Kelenteng mulai ramai dengan para umat yang senang menyambut datangnya hari besar itu. Patung dewa-dewi mulai dimandikan, juga kelenteng mulai dibersihkan dan didekorasi. Kelenteng ini juga menjadi pusat budaya orang Bogor yang akan merayakan Cap Go Meh.

Banyak atraksi budaya China yang menjadi tontonan unik dan meriah. Selain atraksi budaya China, kelenteng ini juga menggandeng kesenian tradisional Sunda dalam meramaikan perayaan Cap Go Meh. Semua atraksi yang akam diarak dipusatkan di Kelenteng Hok Tek Bio.

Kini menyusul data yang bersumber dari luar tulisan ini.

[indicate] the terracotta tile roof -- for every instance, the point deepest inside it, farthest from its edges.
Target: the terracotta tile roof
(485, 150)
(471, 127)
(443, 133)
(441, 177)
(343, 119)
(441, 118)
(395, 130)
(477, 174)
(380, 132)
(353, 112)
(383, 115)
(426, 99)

Rute Cap Go Meh di Bogor dimulai dari kelenteng, melewati Jl Suryakencana dan berakhir di Pulo Geulis. Wisatawan tumpah ruah menantikan arak-arakan pertunjukan di sepanjang jalur yang dilalui.

Istimewanya di kawasan kelenteng tersebut banyak berjejer penjaja kuliner paling lezat seantero Bogor. Kalau traveler suka chineese food, di sinilah pusatnya. Tinggal pilih saja resto sesuai selera, sebab semua makanan di sana enak-enak. Kalau minta menu halal juga ada.

Kalau ingin menjajal street food langkahkan kaki Anda di Gang Aut. Street food martabak, serabi, asinan, lumpia basah, sagu, bakso, bir pletok, dan aneka street food unik lain. Lengkap dan lezat!

Kalau jalan-jalan ke Kelenteng Hok Tek Bio, pulangnya tak cuma dapat cerita sejarah orang-orang Tionghoa yang berdomisili di Bogor. Tetapi juga, traveler kenyang makan sepuasnya di sepanjang Jl Suryakencana.